Ela sentiu-se ligeiramente desconfortável com suas calças de lavagem escura, camisa do Iron Maiden e seus AllStars surrados, mordendo o lábio inferior. Olhou para cima a fim de encará-lo; não que fosse pequena, pois tinha lá seus 1,70, o homem que era alto, parecia ter mais que 1,90. Os dois se encararam, ambos de olhos azuis penetrantes, com a mesma cor de cabelo: um negro azulado, e o mesmo tom de pele: pálidos. Eram parecidos, ela não podia negar, e isso a deixava intrigada, mais do que já estava. Resolveu abrir a boca, não aguentava mais aquele silêncio sombrio.

- Quem é você? - perguntou em um fio de voz, não falava por horas e sentiu a garganta seca.

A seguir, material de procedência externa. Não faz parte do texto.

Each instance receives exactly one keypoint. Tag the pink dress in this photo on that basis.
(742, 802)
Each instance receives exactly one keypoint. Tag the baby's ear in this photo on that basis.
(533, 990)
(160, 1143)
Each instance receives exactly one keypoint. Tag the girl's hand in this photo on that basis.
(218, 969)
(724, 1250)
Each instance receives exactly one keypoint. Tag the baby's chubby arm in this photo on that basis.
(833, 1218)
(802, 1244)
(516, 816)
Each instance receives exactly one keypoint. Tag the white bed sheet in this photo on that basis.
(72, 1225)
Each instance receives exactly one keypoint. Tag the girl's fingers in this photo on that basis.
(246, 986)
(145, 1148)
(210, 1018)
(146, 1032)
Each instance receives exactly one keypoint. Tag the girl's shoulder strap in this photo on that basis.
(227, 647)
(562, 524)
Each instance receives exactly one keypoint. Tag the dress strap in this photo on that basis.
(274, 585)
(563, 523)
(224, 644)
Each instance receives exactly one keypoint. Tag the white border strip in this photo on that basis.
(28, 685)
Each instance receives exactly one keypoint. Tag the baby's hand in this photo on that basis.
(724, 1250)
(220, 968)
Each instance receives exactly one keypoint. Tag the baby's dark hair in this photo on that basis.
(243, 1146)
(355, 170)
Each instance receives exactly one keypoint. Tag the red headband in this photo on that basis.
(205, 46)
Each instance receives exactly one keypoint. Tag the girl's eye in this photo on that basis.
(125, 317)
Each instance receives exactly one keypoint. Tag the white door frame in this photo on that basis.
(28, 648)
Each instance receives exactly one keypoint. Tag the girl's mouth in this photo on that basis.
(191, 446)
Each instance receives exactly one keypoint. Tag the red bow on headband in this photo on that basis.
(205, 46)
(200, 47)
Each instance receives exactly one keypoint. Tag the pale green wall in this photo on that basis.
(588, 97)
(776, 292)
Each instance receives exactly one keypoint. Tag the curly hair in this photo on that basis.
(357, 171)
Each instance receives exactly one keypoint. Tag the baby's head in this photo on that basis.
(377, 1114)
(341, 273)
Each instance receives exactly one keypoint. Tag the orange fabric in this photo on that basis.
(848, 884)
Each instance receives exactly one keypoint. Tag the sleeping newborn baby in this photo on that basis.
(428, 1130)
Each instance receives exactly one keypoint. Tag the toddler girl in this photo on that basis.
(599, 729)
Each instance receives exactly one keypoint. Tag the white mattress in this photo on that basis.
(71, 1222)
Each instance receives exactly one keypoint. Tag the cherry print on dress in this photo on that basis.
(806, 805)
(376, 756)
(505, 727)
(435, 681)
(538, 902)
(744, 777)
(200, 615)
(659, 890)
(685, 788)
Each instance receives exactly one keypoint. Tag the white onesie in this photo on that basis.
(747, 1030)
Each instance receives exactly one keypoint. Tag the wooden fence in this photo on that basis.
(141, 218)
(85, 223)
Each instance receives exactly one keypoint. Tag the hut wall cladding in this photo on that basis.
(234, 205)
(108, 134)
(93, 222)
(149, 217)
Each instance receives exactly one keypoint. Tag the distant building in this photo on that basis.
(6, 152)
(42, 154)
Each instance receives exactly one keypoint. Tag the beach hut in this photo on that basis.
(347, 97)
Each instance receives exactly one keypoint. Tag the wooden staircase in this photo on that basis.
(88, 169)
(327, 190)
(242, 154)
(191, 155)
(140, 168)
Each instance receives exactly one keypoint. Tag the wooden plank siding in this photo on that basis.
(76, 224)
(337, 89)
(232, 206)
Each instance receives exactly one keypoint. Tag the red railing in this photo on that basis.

- Quem sou eu? - ele questionou novamente, e riu como se tivesse escutado a coisa mais engraçada que já escutara, fazendo-a arquear uma sobrancelha para o homem à sua frente. - Chamo-me Lúcifer. - disse, enfim.

- Não brinque comigo. - ela respondeu, ríspida. Não tinha ideia de quem era aquele louco que dizia ser o demônio.

- Olhe para mim. - disse com expressão séria. - Tenho cara de quem está brincando? Porque eu faria brincadeira de uma coisa dessas? - encarou-a, e ela viu de relance um brilho vermelho naqueles olhos azuis.

- Então... - balbuciou com dificuldade. - Você é mesmo Lúcifer?

- Sim, sou. - ele sorriu largamente, exibindo uma fileira de dentes brancos e alinhados. - Mas você, querida... - pegou a delicada mão pálida da garota e levou-a aos lábios, depositando nela um beijo demorado e cheio de ternura. - Pode me chamar de Pai.

- Como assim, "Pai"?! - ela perguntou atordoada, puxando a mão num movimento brusco.

- Sabe, aqueles que doam os genes Y para os filhos e determinam o sexo deles e... - foi interrompido.

- Eu sei o que é um pai e quais são suas funções mas, eu nem te conheço, como posso ser sua filha?! - perguntou.

- Ah querida, é uma longa história. - suspirou e passou a mão pelos cabelos. - Mas, veja bem, somos parecidos, não?

Com isso ela tinha que concordar, até o brilho no olhar eles tinham. Porém, existiam muitas pessoas parecidas no mundo, não é? Essa poderia ser mais uma coincidência infeliz. Aparentemente, ele não parecia mentir, mas como acreditar no próprio demônio, que aliás estava em sua frente e alegava ser seu pai?

Sua mente girava como um carrossel, enxergava memórias de um passado nem tão distante, se via perdida num labirinto interno, havia tanto para perguntar, mas nenhuma palavra parecia querer sair. Então, tudo o que viveu foi uma mentira? Seus pais não eram seus pais? Encarou-o, absorta em pensamentos, e ele lhe lançou o olhar mais terno que podia.

Resolveu começar com a pergunta mais simples:

- Onde estamos?

- No inferno. - respondeu apenas, num tom calmo, como se estar no inferno fosse algo normal. Bem, pra ele era.